If you die without a last will, it means you didn’t put any legal procedures or paperwork in place to show what should happen to your estate and assets if you die. Since there is no outline of where you want your belongings to go, the court will have to decide what to do with your property and assets.

How things will be divided and to whom will depend on the intestacy laws in your state. Intestacy simply means the rules that apply when someone dies without a will.

What Does It Mean to Die Intestate?

To die intestate means that someone has died without a will. They did not leave any paperwork or guidelines for what should happen to their estate and assets after they die. In this case, the intestacy laws of the state the person lived in will decide what happens to the estate.

If the person owns real estate or other properties in other states, then that state’s rules apply. So, there are often different courts and different states involved depending on the person’s estate size.

There are also laws of intestate succession that will determine how the estate will be passed on and who will gain control of it after the person has died. The laws and who will receive the estate will depend on whether you were single, married, or had children. In most cases, the property is split into shares with the heirs who are surviving relatives, including:

  • Spouses
  • Parents
  • Siblings
  • Aunts and uncles
  • Nieces
  • Nephews
  • Distant relatives in some cases

If there are no surviving relatives, the estate might go entirely to the state.

What Are the Risks of Not Leaving a Last Will?

The risks of not leaving a last will are numerous. The biggest one is that your estate and assets might not go to the people who deserve them the most, or they might not be awarded to the people you want to have them. If you have children that are not adults, they might be appointed a guardian who you don’t think should be in charge of taking care of them.

Not leaving a will can also start family feuds. It’s common for people to start fighting about the estate and assets of a deceased loved one. Everyone thinks they are entitled to something, and not everyone will agree with the other person. This is an easy way for family fights to start and to make family members enemies of each other.

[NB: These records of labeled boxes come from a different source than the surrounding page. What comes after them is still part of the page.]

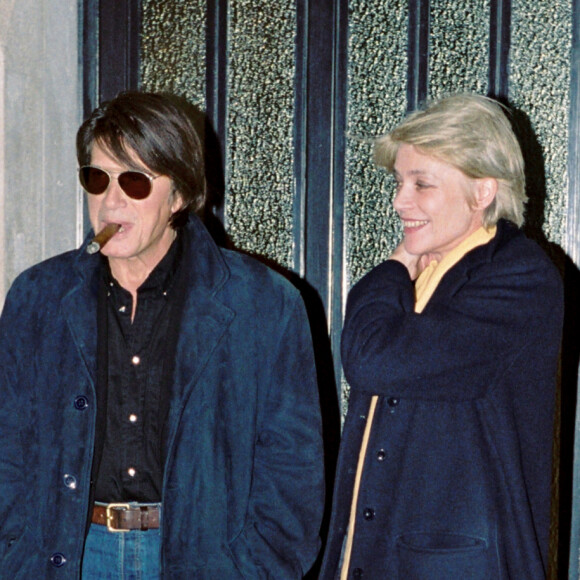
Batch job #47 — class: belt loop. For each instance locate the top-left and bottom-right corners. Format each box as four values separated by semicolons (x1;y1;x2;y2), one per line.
140;506;149;532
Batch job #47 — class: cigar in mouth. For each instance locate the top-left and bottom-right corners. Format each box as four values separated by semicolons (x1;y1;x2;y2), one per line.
87;224;121;254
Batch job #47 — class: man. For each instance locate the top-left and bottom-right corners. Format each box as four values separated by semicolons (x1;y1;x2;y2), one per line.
0;93;323;580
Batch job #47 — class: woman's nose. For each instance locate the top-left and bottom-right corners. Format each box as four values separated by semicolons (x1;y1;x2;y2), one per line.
393;184;412;211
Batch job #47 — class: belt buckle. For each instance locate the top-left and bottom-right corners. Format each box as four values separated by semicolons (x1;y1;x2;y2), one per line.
106;503;131;532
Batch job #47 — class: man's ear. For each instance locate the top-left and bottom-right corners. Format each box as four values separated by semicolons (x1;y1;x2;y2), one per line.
474;177;498;210
171;189;184;214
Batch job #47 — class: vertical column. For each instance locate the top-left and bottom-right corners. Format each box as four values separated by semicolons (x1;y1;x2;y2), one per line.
489;0;511;100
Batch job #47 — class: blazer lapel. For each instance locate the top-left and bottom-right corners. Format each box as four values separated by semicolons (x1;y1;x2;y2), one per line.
62;256;99;386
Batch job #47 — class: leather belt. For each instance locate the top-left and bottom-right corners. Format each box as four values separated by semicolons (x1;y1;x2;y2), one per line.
91;503;161;532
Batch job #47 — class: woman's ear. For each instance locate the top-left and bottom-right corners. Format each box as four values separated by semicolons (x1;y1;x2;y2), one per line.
475;177;498;210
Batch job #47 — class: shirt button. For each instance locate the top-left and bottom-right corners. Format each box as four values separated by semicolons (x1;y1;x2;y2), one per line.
50;552;66;568
74;395;89;411
62;473;77;489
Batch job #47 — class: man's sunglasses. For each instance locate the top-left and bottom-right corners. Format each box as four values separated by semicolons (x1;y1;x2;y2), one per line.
79;165;159;199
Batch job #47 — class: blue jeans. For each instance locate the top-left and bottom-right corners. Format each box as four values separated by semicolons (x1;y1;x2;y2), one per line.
82;524;161;580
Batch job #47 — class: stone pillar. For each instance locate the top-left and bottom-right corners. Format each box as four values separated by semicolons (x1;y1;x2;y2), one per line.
0;0;83;304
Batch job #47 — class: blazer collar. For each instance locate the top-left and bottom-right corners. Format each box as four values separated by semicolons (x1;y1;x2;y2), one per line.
62;216;234;398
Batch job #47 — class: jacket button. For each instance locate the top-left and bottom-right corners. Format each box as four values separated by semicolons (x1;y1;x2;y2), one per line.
74;395;89;411
50;552;66;568
62;473;77;489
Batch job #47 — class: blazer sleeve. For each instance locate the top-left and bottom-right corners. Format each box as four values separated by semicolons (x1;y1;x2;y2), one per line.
342;239;563;401
231;296;324;580
0;283;34;577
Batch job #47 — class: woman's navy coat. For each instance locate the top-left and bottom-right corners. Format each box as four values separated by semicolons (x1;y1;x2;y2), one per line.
321;221;563;580
0;218;323;580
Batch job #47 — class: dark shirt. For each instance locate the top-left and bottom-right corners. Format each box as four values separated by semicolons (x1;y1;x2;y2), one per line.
95;238;182;503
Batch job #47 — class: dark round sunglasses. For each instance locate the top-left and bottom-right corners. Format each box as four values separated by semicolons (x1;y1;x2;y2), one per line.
79;165;159;199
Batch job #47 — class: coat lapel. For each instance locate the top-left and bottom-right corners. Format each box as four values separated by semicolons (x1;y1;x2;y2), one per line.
61;249;99;386
425;219;523;310
164;218;235;414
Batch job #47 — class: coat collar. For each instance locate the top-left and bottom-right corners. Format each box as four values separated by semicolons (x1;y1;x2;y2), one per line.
425;219;523;310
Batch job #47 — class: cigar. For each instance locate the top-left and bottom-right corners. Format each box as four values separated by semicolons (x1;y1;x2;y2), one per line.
87;224;121;254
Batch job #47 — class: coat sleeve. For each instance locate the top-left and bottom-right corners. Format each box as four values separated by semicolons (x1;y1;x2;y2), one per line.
0;280;36;578
342;244;562;401
231;296;324;580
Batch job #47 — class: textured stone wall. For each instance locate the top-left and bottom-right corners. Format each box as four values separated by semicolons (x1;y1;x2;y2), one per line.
0;0;83;302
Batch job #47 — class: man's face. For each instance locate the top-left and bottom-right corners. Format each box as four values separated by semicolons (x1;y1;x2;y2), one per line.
87;143;183;271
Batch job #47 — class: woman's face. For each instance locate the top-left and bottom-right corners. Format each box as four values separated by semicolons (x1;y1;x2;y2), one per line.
393;144;489;260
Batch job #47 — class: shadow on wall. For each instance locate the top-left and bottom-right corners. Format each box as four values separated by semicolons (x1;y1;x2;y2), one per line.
171;95;340;580
504;103;580;580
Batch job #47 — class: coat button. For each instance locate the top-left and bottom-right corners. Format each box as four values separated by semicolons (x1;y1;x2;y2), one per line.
50;552;66;568
62;473;77;489
74;395;89;411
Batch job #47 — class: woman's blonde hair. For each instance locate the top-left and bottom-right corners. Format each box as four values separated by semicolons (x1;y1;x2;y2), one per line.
374;94;527;228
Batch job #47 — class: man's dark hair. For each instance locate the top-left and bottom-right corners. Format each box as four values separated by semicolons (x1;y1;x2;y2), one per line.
77;91;207;228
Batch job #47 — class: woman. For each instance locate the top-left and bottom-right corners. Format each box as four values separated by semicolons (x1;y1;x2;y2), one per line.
321;95;563;580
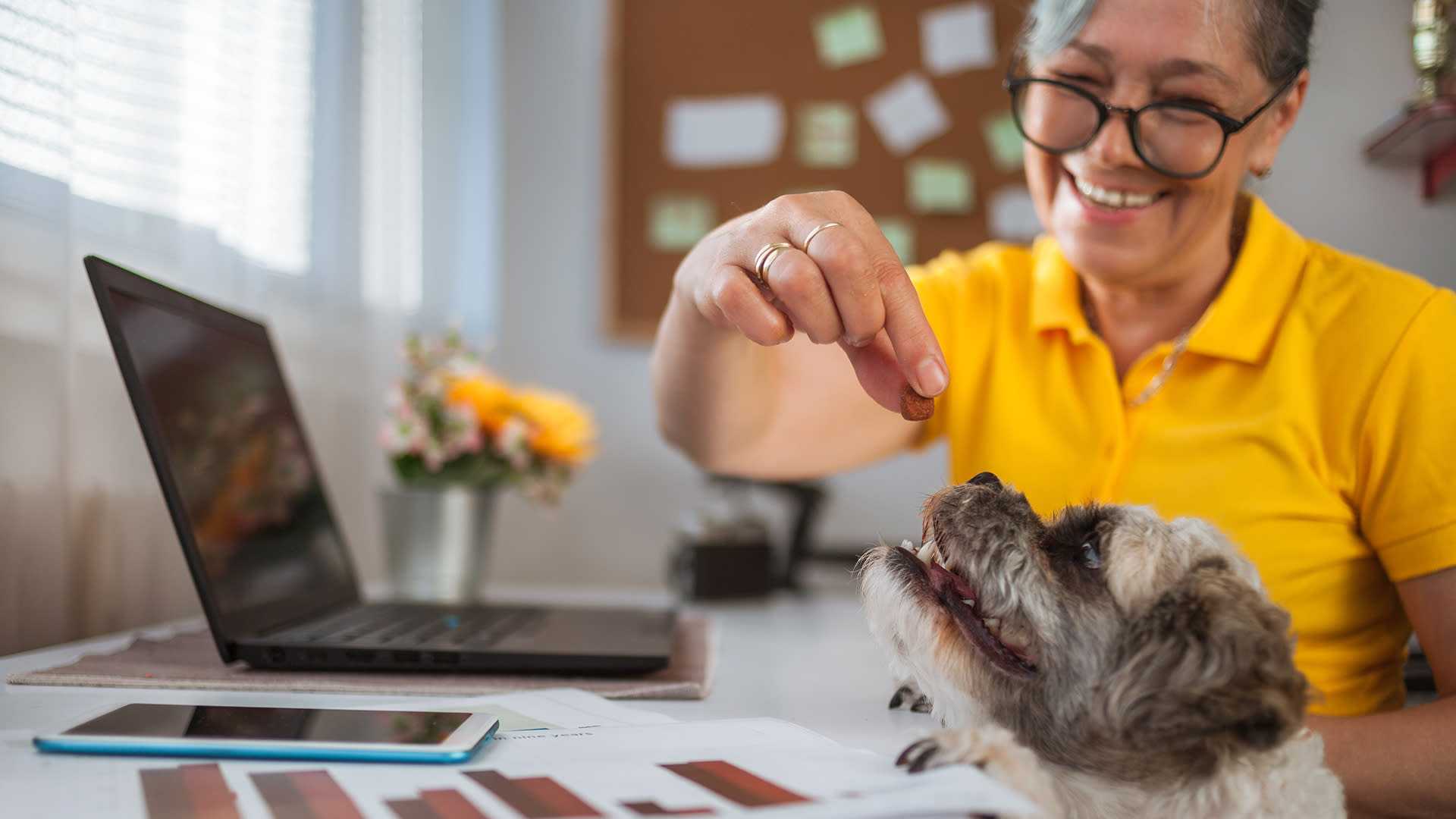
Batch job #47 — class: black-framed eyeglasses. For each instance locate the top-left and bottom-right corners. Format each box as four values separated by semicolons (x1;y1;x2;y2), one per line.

To avoid this kind of fighting and issues, it’s best to leave behind a will before you die. This way, the court will take care of dividing the assets, and you can be sure everyone is awarded what you want.

Who Will Be in Charge of the Estate?

Since there is no will, the state law will have to provide a list of people who are eligible to be named as an executor and who can take the will to probate court. In most states, the role will be filled by a spouse or domestic partner. If there is no surviving spouse, the adult children will usually be named as the executor. The person assigned can always give up the responsibility if they don’t want it.

What Happens to the Estate of the Decedent?

What happens to the assets when the person dies without a will depends on their marital situation and if they have children. Below, you can find the common situations of what could happen if you were to die without writing a last will.

If a Person Was Single

If you do not have a will and are single, your parents will inherit the entirety of your estate if they are still living. If you have one surviving parent and siblings, the property will be split among them. This usually includes half-siblings but not step-siblings.

If both parents are deceased, then the siblings will have the estate split evenly among them. If there are no surviving parents or siblings, the property may go to nieces and nephews. If there are no surviving relatives, one half of the estate will go to the mother’s side of the family, and the other half will go to the father’s side.

If you are single and have children, your entire estate will go to the children in equal shares. If you had a child that passed away before you, the estate will go to the grandchildren if there are any.

If a Person is Married

If your estate is solely yours when you die, it will probably be split between the surviving spouse, your siblings, and your parents. If you are married and have children with your current spouse, the entire estate will go to the surviving spouse.

If the children are not the kids of the current spouse, half the estate will usually go to the children, and the other half will go to the spouse.

If the estate and assets are in the name of the married couple, the surviving spouse will inherit the entire estate and the assets.

If a Person Has Minor Children

If there is no will when you pass away, the court will appoint a guardian for your minor children. In most cases, it will be a relative who will be appointed guardianship over them. If you are worried about who might take care of your children if you pass away, you must ensure you write a will and state who will have custody of the children in the document.

If the children are not adults, the estate will usually be in the care of the guardian until the children become of age, and then it will split evenly between them. If the children are already adults, the estate will be shared evenly between them.

If a Person Has a Domestic Partner

Domestic partners can have some legal rights depending on the state they reside in. In some states, a domestic partner will inherit the same rights to the estate as a spouse. It will depend on how you own the property and whose name is on the titles.

Not all states recognize domestic partnerships, so you will need to check with the state you live in. If the state you reside in does not have domestic partnership rules, you might want to consider drafting a will that includes what your domestic partner will receive in the case that you die before them.

In most states, the property and assets will go to relatives only. The partner will not usually inherit anything from the partner who has died.

If you live with your partner but are not married, you must make a will that clearly states you want some of your property or estate to go to them after you die. Otherwise, they might end up not being able to have any legal rights to the place you live in together if only your name is on the titles and deeds.

What If There Are No Surviving Heirs?

If there are no surviving heirs, there is no place for the estate and the assets to go to when the person passes away. In this case, the entire state will usually go to the state. Remember that heirs can include the relatives of original heirs. In most cases, there is an heir of some kind, even if it might be a very distant relative or someone adopted into the family.